Mrs. Kirkland was recognised as one of the New York literary set during the flourishing of Willis. Her marriage to Professor William Kirkland (1827) took her to Central New York, and in 1839 to Michigan frontier. The emigration produced immediately A New Home—Who’ll Follow (New York, 1839). “Miss Mitford’s charming sketches of village life,” she says in her preface, “suggested the form.” It is the best of her books, not only in its distinct historical value as a document of frontier life, but also in its vivacity and keen intelligence of style. Of structure there is very little, a mere series of descriptions, with an occasional sketch in narrative. Returning to New York in 1842, she opened a school for girls, wrote for the magazines, and published, as a sequel to her first book, Forest Life (New York and Boston, 1842). Her tales, collected under the title Western Clearings (New York, 1846), show the same qualities as her descriptions—racy dialect, dashes of penetrative characterisation, quick suggestion of manners; but their narrative consistency is not usually strong enough to hold interest. She returned to her first form in Holidays Abroad (1849). After that the titles of her books suggest hack-work. Meantime Mr. Kirkland had won his place as an editor. Poe included them both, the husband perfunctorily, the wife cordially, among his Literati.
THE BEE-TREE
[From “Western Clearings” 1846, a collection composed both of contributions to magazines and annuals and of new matter. The reprint below omits an explanatory introduction and an episodic love-story which, besides being feeble, is rendered quite superfluous by the dénouement.]

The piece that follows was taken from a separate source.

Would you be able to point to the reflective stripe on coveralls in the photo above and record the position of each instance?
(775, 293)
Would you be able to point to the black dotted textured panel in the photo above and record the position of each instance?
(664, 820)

It was on one of the lovely mornings of our ever lovely autumn, so early that the sun had scarcely touched the tops of the still verdant forest, that Silas Ashburn and his eldest son sallied forth for a day’s chopping on the newly-purchased land of a rich settler, who had been but a few months among us. The tall form of the father, lean and gaunt as the very image of Famine, derived little grace from the rags which streamed from the elbows of his almost sleeveless coat, or flapped round the tops of his heavy boots, as he strode across the long causeway that formed the communication from his house to the dry land. Poor Joe’s costume showed, if possible, a still greater need of the aid of that useful implement, the needle. His mother is one who thinks little of the ancient proverb that commends the stitch in time; and the clothing under her care sometimes falls in pieces, seam by seam. For want of this occasional aid is rendered more especially necessary by the slightness of the original sewing; so that the brisk breeze of the morning gave the poor boy no faint resemblance to a tall young aspen,
“With all its leaves fast fluttering, all at once.”
The little conversation which passed between the father and son was such as necessarily makes up much of the talk of the poor.
“If we hadn’t had sich bad luck this summer,” said Mr. Ashburn, “losing that heifer, and the pony, and them three hogs,—all in that plaguy spring-hole, too,—I thought to have bought that timbered forty of Dean. It would have squared out my farm jist about right.”
“The pony didn’t die in the spring-hole, father,” said Joe.
“No, he did not, but he got his death there, for all. He never stopped shiverin’ from the time he fell in. You thought he had the agur, but I know’d well enough what ailded him; but I wasn’t agoin’ to let Dean know, because he’d ha’ thought himself so blam’d cunning, after all he’d said to me about that spring-hole. If the agur could kill, Joe, we’d all ha’ been dead long ago.”
Joe sighed,—a sigh of assent. They walked on musingly.